Text-based Contrastive Vision and Language Training
I Can't Believe There's No Images! Learning Visual Tasks Using only Language Data
This paper explores the joint embedding space of contrastively trained vision and language encoders and shows that it is possible to learn high-level skills from text data and then use them to complete vision tasks without ever training on visual training data.
We produce models using only text training data on three tasks : image captioning, visual entailment and visual question answering, and evaluate them on standard benchmarks using images.
We find that this kind of transfer is possible and results in only a small drop in performance relative to models trained on images.
We also showcase a variety of stylistic image captioning models that were trained using no image data and no human-curated languagedata, but instead text data from books, the web, or language models.
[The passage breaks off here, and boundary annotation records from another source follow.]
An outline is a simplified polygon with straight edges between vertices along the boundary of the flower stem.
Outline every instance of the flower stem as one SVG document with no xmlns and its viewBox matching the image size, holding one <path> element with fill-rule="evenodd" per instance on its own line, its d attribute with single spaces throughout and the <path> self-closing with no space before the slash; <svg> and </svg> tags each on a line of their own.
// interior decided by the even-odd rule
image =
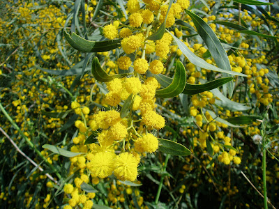
<svg viewBox="0 0 279 209">
<path fill-rule="evenodd" d="M 163 173 L 165 173 L 165 170 L 167 169 L 167 161 L 169 160 L 169 156 L 170 156 L 169 154 L 167 154 L 167 156 L 166 156 L 166 158 L 165 160 L 165 164 L 164 164 L 164 167 L 163 168 Z M 156 198 L 155 199 L 155 204 L 156 204 L 156 205 L 158 204 L 158 202 L 159 201 L 159 197 L 160 197 L 160 194 L 161 193 L 162 187 L 163 187 L 163 183 L 164 181 L 164 178 L 165 178 L 165 176 L 162 175 L 161 179 L 160 180 L 159 187 L 158 188 L 158 191 L 157 191 Z"/>
<path fill-rule="evenodd" d="M 24 134 L 22 132 L 22 131 L 20 130 L 20 128 L 17 126 L 17 124 L 13 121 L 12 118 L 8 114 L 3 107 L 2 106 L 2 104 L 0 102 L 0 109 L 2 111 L 5 116 L 7 118 L 7 119 L 10 122 L 12 125 L 18 131 L 18 132 L 22 135 L 23 139 L 24 139 L 25 141 L 28 144 L 28 146 L 39 155 L 44 161 L 50 167 L 50 168 L 56 174 L 57 177 L 60 179 L 61 178 L 61 175 L 59 173 L 58 173 L 57 170 L 47 161 L 47 160 L 45 158 L 44 155 L 42 155 L 42 153 L 35 147 L 35 145 L 33 144 L 32 141 L 31 141 L 27 136 L 24 135 Z"/>
</svg>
We study the possibility of cross-modal transfer between visual and natural language processing (nlp) tasks by training models to complete a task using only natural language data and then testing them on the same task with visual inputs instead of text.
We call this setting because it requires applying skills learned from one modality to a different one.
Accomplishing this requires encoding images and text into a shared semantic space.
We propose a method called cross modal transfer on semantic embeddings to take advantage of these encoders.
Result
Contrastive models can be used for cross-modal generalization through, demonstrated an application to stylistic captioning, and studied sensitivity and trained adapters.